Readjusting to life working outside of the house has been an emotional ride. Yes, it was fun buying a new work wardrobe, but learning to work again has been nothing less than exhausting. I’ve cried at night from the doubt and the stress of having to juggle expectations at work, at home and in life. It’s had me feeling like I’m doing a half-assed job at many things and my plate is too full. What used to be an easy decision, now takes me much longer than it should. Don’t ask me where I want to go for dinner, my brain is fried from trying to stay on top of my workload. I just had to miss chaperoning the first field trip at school and had to hide in the bathroom at work to have a moment to work through that sadness. I feel overwhelmed that my house has a lot of unfinished projects. And my pants are getting too tight, since I don’t have time for that daily, mid-morning exercise. But you know what? It’s fine. Nobody is dying because they haven’t had a roasted vegetable on a weeknight. Instead of daytime field trips, I just volunteered at the evening session of the book fair. Nobody but me recognizes that the baseboards could be touched up. And yes, my pants are a little tighter, but it’s ok. I’ll get there. I’ll get to the point of having things in better order, things more planned out, projects complete, and I’ll probably get to go on the next round of field trips in the spring. Everything takes time and my boys seem minimally affected, at least nothing that won’t make them more independent in the long run.

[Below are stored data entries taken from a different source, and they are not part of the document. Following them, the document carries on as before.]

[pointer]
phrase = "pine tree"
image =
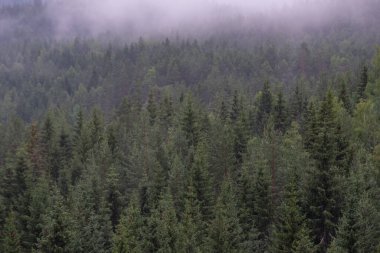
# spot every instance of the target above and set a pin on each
(262, 205)
(223, 113)
(225, 231)
(280, 114)
(202, 180)
(310, 128)
(190, 124)
(363, 83)
(10, 239)
(288, 220)
(245, 201)
(192, 229)
(113, 195)
(151, 107)
(240, 130)
(344, 98)
(235, 110)
(264, 108)
(165, 225)
(323, 199)
(128, 236)
(55, 235)
(298, 105)
(303, 243)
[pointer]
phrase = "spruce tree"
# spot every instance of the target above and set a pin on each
(165, 225)
(10, 239)
(56, 224)
(192, 228)
(363, 83)
(280, 114)
(128, 236)
(225, 231)
(288, 220)
(201, 179)
(323, 197)
(264, 108)
(344, 98)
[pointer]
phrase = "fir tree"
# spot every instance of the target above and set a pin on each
(128, 236)
(225, 231)
(363, 83)
(323, 198)
(264, 108)
(280, 114)
(11, 239)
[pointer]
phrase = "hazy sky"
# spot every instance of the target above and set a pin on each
(143, 17)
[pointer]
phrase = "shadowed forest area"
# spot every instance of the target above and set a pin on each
(253, 135)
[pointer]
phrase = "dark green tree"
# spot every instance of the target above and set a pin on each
(11, 239)
(363, 83)
(225, 231)
(128, 236)
(264, 108)
(323, 198)
(280, 114)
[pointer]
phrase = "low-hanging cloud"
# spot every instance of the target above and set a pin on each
(135, 18)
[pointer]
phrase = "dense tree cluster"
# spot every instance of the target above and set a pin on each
(168, 175)
(189, 146)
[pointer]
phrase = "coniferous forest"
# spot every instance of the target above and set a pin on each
(244, 141)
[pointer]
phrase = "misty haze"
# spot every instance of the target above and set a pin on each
(190, 126)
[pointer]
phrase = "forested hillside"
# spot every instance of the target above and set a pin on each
(249, 140)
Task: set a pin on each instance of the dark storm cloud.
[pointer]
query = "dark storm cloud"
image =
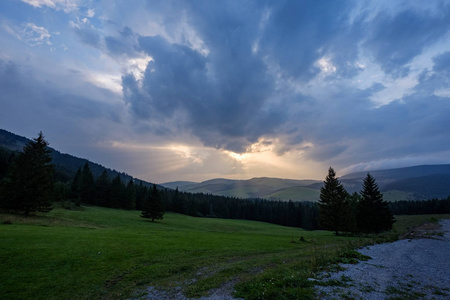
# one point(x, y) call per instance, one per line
point(21, 89)
point(298, 33)
point(227, 95)
point(235, 82)
point(396, 39)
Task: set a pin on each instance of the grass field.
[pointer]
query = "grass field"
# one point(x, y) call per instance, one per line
point(100, 253)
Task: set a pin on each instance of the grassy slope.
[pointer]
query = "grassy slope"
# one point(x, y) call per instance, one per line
point(107, 253)
point(298, 193)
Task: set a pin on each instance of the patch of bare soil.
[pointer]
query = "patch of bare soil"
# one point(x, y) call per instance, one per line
point(416, 267)
point(428, 230)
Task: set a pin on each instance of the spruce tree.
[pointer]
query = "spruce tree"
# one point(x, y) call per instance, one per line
point(153, 206)
point(87, 185)
point(76, 187)
point(334, 208)
point(117, 191)
point(373, 213)
point(30, 183)
point(130, 196)
point(102, 192)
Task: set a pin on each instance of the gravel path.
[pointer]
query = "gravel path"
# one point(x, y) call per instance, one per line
point(405, 269)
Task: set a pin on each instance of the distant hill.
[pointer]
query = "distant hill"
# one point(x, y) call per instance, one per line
point(411, 183)
point(66, 165)
point(263, 187)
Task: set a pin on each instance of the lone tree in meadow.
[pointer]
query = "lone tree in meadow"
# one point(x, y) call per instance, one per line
point(334, 208)
point(373, 213)
point(153, 206)
point(30, 182)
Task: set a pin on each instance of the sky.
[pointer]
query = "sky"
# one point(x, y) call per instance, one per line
point(195, 90)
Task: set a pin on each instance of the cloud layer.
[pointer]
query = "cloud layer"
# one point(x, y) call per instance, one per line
point(356, 85)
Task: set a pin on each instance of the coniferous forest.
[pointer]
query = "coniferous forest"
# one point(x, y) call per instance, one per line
point(346, 213)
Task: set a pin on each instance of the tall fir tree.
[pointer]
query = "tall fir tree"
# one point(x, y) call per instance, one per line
point(102, 192)
point(373, 213)
point(153, 207)
point(30, 183)
point(76, 187)
point(87, 185)
point(117, 191)
point(334, 208)
point(130, 196)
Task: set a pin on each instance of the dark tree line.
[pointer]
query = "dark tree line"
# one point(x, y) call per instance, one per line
point(365, 212)
point(432, 206)
point(286, 213)
point(28, 182)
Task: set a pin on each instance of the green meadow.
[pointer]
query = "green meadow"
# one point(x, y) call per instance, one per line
point(101, 253)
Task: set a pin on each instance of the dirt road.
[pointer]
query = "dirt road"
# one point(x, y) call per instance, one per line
point(412, 268)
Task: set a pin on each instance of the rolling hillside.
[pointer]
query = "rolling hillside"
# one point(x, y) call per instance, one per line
point(264, 187)
point(411, 183)
point(66, 165)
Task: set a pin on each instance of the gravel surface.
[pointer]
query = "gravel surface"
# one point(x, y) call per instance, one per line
point(405, 269)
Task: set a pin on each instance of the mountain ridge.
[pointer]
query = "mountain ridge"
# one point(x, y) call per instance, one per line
point(409, 183)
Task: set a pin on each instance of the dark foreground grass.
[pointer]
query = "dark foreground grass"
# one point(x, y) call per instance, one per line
point(101, 253)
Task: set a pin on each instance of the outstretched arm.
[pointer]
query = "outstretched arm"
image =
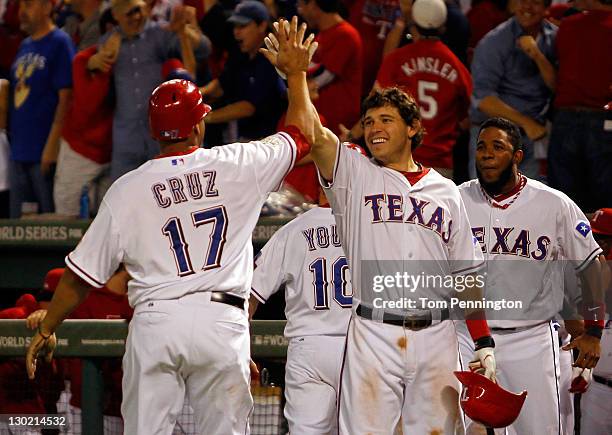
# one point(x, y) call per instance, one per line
point(292, 58)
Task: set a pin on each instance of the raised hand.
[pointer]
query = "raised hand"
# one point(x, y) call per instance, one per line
point(287, 49)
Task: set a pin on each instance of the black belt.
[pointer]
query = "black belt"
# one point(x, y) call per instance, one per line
point(226, 298)
point(413, 322)
point(602, 380)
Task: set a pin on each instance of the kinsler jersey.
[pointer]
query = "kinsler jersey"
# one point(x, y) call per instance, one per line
point(527, 238)
point(388, 227)
point(306, 255)
point(176, 220)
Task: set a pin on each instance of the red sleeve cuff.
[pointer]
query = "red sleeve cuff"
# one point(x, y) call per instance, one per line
point(301, 143)
point(478, 328)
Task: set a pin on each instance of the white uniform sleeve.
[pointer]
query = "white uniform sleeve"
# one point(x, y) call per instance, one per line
point(269, 273)
point(98, 254)
point(465, 253)
point(575, 236)
point(346, 169)
point(272, 158)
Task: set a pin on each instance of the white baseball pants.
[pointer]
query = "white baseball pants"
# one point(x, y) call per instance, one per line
point(312, 381)
point(390, 371)
point(187, 345)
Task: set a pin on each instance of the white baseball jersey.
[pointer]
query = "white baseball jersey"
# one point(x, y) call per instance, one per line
point(387, 226)
point(306, 256)
point(524, 238)
point(183, 224)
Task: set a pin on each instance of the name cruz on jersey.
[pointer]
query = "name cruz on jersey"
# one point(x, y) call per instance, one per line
point(394, 212)
point(507, 241)
point(177, 189)
point(431, 65)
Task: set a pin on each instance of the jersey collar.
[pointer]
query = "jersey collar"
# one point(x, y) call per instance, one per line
point(178, 153)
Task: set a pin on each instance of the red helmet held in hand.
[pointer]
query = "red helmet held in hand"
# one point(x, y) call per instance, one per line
point(487, 403)
point(175, 107)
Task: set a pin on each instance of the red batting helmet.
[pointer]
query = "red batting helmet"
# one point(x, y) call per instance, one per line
point(487, 403)
point(174, 108)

I’m lucky enough to be able to be home when they get off the bus and they’re thrilled to FINALLY be able to go to the Afterschool program on school vacation days.

Three months in and I’m settling into this new role of working mom again. Perhaps the biggest and most surprising change within the last three months has been learning to give myself permission to NOT have it all together, but instead, do the best I can. And I am. Not always gracefully, but I’m still trying. Oh, and I bought a new dining table with my paycheck.